Top pick precision the one marketers care about
Did our top pick actually land among the real best few? In plain terms: "did the tool point me at a winner?"
Spread match not just the average
Did we capture the whole mix of reactions — the lovers and the haters — not just the middle? Getting the average right but missing the spread can hide the people who'll unsubscribe.
"Too bunched together" (under-dispersion) a known AI flaw
AIs tend to make everyone sound too similar, so the answers cluster too tightly. Real people disagree more than that. We deliberately widen it back out so the crowd feels real.

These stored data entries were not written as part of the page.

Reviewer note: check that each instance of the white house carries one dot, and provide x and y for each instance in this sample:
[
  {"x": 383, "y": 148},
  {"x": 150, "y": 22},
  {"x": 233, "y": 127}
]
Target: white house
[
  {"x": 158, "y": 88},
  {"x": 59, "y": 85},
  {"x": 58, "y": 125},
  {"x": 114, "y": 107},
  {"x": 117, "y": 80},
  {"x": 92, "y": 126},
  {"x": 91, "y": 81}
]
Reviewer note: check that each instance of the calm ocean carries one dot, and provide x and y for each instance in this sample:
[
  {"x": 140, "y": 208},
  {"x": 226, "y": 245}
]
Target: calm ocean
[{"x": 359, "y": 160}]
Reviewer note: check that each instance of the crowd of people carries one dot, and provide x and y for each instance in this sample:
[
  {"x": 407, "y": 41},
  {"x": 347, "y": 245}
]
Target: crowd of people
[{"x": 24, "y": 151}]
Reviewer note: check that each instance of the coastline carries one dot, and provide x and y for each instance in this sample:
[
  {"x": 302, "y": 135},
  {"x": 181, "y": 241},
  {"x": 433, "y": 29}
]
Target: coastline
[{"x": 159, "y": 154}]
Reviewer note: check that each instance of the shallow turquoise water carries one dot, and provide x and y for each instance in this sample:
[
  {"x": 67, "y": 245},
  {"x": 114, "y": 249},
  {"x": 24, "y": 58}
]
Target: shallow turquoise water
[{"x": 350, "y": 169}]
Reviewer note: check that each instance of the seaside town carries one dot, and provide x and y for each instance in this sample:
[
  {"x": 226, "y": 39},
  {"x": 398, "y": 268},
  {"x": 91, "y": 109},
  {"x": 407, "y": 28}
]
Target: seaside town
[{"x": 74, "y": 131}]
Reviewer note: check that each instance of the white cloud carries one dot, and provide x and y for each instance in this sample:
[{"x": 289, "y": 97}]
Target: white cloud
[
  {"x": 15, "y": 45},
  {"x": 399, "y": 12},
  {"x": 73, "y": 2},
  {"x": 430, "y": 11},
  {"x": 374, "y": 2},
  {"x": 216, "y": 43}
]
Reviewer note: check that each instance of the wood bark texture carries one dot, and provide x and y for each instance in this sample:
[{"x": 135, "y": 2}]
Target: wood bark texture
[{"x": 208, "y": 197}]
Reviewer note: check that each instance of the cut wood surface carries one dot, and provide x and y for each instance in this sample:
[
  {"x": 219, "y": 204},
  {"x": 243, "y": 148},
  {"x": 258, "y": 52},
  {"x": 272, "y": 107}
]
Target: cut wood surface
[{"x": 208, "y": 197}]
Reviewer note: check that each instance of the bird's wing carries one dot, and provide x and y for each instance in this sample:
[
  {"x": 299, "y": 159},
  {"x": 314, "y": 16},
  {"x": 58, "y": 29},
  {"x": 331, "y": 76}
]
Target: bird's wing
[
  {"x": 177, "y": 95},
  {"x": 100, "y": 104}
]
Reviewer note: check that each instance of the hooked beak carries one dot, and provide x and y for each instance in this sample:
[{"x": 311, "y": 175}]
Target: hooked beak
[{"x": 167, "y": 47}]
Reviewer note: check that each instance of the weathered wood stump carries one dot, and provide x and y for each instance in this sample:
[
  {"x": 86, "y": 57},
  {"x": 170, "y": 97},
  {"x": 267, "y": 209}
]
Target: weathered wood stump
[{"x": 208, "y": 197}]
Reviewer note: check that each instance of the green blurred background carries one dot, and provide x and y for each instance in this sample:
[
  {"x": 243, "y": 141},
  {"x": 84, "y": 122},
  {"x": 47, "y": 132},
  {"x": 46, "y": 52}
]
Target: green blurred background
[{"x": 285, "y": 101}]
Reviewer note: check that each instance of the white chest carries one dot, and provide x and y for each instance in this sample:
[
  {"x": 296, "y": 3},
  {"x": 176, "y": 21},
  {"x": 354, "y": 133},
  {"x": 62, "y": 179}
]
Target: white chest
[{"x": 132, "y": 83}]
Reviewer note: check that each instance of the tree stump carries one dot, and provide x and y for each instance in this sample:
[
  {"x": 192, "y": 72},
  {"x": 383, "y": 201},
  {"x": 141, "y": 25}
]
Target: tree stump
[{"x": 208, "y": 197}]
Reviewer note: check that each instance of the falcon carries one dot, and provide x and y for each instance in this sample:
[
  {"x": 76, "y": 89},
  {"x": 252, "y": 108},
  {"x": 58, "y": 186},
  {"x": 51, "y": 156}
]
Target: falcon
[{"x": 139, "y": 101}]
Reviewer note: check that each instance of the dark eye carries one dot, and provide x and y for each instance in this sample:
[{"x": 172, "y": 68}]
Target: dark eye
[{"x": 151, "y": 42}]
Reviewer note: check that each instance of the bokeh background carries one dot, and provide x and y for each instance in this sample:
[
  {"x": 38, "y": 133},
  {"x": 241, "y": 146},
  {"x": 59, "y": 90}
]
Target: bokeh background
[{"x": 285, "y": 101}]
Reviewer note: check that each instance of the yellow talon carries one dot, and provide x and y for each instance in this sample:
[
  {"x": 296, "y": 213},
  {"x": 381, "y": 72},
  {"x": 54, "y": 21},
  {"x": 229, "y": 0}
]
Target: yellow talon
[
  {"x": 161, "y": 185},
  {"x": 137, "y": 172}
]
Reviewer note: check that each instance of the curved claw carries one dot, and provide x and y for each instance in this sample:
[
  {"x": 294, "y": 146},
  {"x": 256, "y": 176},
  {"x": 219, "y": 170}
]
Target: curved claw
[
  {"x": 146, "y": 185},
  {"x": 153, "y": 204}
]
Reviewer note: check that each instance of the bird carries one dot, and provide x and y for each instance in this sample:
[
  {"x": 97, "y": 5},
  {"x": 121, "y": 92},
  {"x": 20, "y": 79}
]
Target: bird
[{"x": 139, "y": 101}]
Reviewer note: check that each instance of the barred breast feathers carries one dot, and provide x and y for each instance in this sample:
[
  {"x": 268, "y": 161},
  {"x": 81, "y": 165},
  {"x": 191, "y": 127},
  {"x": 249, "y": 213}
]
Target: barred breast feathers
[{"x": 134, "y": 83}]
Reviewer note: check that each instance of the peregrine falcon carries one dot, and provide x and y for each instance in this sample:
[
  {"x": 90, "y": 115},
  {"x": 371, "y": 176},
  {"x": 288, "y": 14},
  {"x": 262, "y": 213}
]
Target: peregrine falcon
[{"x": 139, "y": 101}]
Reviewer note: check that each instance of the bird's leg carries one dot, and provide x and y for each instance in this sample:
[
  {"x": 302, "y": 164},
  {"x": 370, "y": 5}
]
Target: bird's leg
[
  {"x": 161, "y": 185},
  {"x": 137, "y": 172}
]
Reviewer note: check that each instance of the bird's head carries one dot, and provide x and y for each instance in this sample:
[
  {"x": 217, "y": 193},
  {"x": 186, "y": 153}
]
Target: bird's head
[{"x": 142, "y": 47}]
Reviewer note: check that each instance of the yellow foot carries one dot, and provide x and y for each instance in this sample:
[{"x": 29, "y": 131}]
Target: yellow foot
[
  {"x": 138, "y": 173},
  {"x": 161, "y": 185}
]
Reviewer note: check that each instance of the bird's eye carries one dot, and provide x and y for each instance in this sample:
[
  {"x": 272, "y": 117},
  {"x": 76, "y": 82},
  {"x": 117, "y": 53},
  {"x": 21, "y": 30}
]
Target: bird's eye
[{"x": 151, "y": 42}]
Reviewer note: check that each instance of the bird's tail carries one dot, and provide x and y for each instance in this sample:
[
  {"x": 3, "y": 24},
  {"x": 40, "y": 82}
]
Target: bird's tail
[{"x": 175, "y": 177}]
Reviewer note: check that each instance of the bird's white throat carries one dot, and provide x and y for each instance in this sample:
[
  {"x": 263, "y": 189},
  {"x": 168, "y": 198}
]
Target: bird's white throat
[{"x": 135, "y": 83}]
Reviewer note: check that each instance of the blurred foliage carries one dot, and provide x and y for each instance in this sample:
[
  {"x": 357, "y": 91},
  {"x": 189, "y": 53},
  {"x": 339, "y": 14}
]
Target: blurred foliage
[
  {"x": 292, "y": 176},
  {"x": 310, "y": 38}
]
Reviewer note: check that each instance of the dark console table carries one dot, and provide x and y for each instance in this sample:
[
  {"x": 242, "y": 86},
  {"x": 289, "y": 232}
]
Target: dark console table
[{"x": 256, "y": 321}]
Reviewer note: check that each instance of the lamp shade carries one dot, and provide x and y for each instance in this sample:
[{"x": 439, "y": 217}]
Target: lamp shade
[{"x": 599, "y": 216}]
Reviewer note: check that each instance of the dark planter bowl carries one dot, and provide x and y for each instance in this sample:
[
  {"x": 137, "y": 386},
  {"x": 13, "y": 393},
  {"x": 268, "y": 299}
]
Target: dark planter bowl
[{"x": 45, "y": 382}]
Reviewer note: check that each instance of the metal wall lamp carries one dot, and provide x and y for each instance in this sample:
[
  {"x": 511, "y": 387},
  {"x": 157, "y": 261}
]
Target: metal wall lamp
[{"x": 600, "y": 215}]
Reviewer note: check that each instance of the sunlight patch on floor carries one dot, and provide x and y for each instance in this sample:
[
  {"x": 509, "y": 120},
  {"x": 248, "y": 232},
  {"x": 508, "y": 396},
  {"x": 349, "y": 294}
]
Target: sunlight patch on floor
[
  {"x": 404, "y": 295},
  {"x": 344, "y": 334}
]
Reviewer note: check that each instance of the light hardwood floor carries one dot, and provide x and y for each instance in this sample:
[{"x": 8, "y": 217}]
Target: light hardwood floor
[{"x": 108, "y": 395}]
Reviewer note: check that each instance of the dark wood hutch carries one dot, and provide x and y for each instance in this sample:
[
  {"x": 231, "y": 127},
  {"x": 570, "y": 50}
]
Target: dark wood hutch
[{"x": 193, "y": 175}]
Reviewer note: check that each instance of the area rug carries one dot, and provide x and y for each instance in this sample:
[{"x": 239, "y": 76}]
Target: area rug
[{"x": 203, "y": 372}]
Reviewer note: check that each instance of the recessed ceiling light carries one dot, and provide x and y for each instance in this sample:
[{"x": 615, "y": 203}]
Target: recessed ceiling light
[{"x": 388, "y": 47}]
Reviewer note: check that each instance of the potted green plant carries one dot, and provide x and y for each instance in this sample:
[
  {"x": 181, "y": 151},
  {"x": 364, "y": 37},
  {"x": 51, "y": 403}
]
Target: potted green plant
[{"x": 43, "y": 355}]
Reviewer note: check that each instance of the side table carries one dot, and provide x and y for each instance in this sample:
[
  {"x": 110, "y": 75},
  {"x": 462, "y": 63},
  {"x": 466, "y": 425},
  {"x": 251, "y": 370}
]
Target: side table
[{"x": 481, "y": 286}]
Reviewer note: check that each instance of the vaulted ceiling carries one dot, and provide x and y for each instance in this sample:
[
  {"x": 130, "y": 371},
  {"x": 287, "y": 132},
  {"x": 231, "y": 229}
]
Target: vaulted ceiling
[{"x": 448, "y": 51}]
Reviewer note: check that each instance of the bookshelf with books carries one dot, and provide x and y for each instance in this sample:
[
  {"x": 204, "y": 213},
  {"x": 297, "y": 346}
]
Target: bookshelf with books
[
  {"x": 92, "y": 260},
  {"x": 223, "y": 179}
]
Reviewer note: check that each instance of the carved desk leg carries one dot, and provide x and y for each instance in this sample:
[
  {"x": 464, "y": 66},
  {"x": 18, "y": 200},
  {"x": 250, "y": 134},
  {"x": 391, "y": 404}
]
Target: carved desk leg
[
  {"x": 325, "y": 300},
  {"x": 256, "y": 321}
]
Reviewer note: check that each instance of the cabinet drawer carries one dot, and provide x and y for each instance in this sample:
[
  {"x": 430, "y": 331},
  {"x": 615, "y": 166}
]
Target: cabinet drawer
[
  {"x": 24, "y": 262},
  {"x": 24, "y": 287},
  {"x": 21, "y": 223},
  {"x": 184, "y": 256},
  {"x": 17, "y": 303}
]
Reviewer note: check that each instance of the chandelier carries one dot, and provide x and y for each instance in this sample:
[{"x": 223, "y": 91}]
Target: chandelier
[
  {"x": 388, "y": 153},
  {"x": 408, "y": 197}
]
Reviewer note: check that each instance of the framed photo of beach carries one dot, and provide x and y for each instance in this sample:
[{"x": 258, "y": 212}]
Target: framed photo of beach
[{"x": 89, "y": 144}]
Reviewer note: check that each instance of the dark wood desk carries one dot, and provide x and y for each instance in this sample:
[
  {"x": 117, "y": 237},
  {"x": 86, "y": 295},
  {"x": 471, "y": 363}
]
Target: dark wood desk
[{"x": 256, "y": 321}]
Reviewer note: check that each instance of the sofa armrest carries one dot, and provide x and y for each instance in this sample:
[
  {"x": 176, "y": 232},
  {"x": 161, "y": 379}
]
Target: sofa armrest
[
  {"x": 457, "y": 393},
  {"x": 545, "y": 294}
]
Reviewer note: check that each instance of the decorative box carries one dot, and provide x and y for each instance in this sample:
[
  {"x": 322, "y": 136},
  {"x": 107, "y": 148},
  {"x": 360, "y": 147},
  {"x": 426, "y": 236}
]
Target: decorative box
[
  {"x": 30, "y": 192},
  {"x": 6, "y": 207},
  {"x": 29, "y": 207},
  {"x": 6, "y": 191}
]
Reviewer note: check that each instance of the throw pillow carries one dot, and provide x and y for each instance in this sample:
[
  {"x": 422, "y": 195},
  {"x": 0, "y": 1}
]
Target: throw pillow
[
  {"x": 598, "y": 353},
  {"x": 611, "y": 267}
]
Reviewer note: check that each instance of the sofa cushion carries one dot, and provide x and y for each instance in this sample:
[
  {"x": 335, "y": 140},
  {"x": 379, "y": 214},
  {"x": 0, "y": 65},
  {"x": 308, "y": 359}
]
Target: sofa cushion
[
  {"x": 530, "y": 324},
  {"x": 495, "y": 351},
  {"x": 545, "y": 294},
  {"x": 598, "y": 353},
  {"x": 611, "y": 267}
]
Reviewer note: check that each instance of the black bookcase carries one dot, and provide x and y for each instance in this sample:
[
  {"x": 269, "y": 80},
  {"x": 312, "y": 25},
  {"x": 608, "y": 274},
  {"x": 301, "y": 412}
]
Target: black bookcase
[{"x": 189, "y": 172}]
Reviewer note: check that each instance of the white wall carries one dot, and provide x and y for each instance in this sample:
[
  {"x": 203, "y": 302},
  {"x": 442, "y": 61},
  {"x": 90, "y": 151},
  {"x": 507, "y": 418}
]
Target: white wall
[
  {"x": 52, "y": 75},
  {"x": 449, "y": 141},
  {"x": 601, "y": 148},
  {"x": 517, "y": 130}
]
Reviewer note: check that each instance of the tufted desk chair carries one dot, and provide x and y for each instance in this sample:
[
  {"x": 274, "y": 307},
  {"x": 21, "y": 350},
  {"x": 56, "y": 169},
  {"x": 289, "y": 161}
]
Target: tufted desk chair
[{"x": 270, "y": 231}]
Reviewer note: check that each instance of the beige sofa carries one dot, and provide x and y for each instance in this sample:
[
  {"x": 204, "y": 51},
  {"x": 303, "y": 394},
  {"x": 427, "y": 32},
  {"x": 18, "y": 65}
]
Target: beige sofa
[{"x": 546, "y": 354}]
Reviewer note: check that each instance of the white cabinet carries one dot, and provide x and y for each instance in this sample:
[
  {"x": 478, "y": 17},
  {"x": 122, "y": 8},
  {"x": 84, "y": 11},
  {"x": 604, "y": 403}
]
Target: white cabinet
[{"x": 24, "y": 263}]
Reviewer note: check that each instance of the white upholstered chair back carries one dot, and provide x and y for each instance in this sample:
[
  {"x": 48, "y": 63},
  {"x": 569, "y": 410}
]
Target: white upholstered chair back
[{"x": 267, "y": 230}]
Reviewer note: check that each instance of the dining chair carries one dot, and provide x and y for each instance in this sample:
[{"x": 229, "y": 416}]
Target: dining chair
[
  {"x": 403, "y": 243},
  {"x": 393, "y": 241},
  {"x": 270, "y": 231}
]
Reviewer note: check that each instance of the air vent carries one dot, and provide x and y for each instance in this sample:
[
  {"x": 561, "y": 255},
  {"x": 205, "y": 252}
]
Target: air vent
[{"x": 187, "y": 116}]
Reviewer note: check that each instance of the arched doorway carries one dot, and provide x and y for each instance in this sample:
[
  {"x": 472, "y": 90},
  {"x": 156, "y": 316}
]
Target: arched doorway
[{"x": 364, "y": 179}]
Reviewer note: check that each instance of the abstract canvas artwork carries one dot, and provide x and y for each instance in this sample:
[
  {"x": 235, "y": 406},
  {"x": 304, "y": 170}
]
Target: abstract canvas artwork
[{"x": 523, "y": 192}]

The "ceiling" (test-retest) why 100% is impossible
Ask a real person the same question twice, a week apart, and they don't give the identical answer. So "perfect" doesn't exist. We measure how close the AI gets to being as consistent as a real human is with themselves — "90% of that ceiling" is about as good as it can get.
Calibration tuning it to reality
Adjusting the AI's raw output using a little real data so its numbers line up with what actually happens — like sighting-in a scope before you rely on it.
Confidence band a range, not a fake-exact number
Instead of pretending to know "4.2%", we give an honest range — "somewhere around 3–5%." A single precise-looking number usually hides how unsure the tool really is.
"Significant" real, or just luck?
When a result is "significant," it means it's very unlikely to be a fluke. "Not significant" means it could just be random noise — don't bet on it.
Lift how much it moved the needle
The size of the change a new version caused — e.g. "the new subject line lifted clicks by 23%." It's the payoff you're hunting for.

The whole idea in one line: build a small crowd from real data, let them react in their own words, and never trust them until they've been tested against reality.

This describes AI simulations built from data — useful stand-ins for testing, not real people, and not a crystal ball. Predictions can be wrong and should be confirmed with a real test before any big decision.